Rich was near death when I was finally able to carry him to the jeep and drive him to the regional hospital. I knew his chances were slim, but I held out all hope that he could be saved. The doctor went to work immediately, removing his breadbasket, his funny bone, and the butterfly in his stomach. But the surgeon’s hand slipped at a critical moment, and when I heard the buzzer I knew we had lost him.

And in a sense, we had—he was clinically dead for well over a minute. When the doctors finally revived him, Rich spoke of a magical place he had visited, a land full of Peppermint Forests, Peanut Brittle Houses, and Molasses Swamps. He had been traveling toward a bright light, he claimed, but had taken a shortcut through the Gumdrop Mountains and found himself back on Earth.

It’s not exaggeration to say that Richard’s ‘death’ was the best thing that ever happened to him. He swore off business entirely, deciding instead to focus on the things that really mattered to him: family and friends. His accident reminded him that the pursuit of wealth and power was a sucker’s game, a chimera; he realized that just at the moment when you were close to reaching your goal, something could come along and bump you right back to where you started without so much as a ‘sorry.’

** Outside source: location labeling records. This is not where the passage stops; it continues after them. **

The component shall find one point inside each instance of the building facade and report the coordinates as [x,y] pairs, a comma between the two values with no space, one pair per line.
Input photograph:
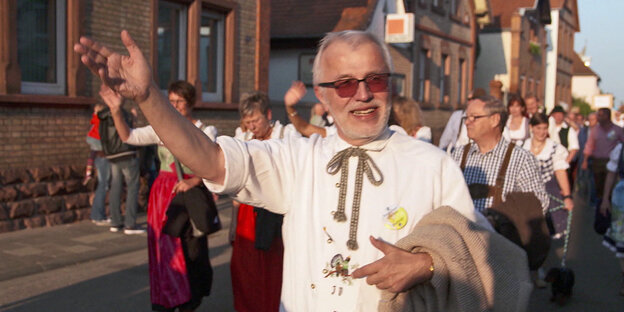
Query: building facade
[436,69]
[560,56]
[512,57]
[584,81]
[46,94]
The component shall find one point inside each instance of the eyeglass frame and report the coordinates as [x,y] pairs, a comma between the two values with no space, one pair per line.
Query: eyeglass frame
[475,118]
[332,84]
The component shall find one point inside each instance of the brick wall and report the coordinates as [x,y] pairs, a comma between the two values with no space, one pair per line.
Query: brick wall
[43,152]
[34,136]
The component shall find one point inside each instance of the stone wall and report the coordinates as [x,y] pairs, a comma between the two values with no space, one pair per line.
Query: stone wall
[44,196]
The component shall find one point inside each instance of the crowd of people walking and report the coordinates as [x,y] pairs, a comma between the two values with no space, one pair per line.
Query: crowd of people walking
[307,238]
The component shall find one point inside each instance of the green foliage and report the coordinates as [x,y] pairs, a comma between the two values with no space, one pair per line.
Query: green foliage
[583,106]
[535,48]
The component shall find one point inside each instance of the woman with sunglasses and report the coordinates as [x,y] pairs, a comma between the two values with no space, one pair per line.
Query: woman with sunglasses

And so he spent the rest of his life in the company of those who loved him, inviting friends and former business associates to come stay at his Millionaire Mansion. Well, apparently not all of his guests loved him. I’ll never forget the moment when I entered the Conservatory through the secret passageway from the Lounge, and found his lifeless corpse laying there beside the bloody candlestick. To this day the police don’t know who committed this heinous crime—I’ve always suspected the Professor, myself—and the case remains officially unsolved.

And so we gather today to pay our final respects to this great man. He may have began as a scoundrel, but as he grew older and wiser Richard Boddy became one of those rare people who are able to appreciate life not for what it brought, but for what it was. Richard finally recognized that life is a game: the point is not to win, but simply to enjoy playing.


Matthew Baldwin dedicates this essay to Sid Sackson, 1920–2002.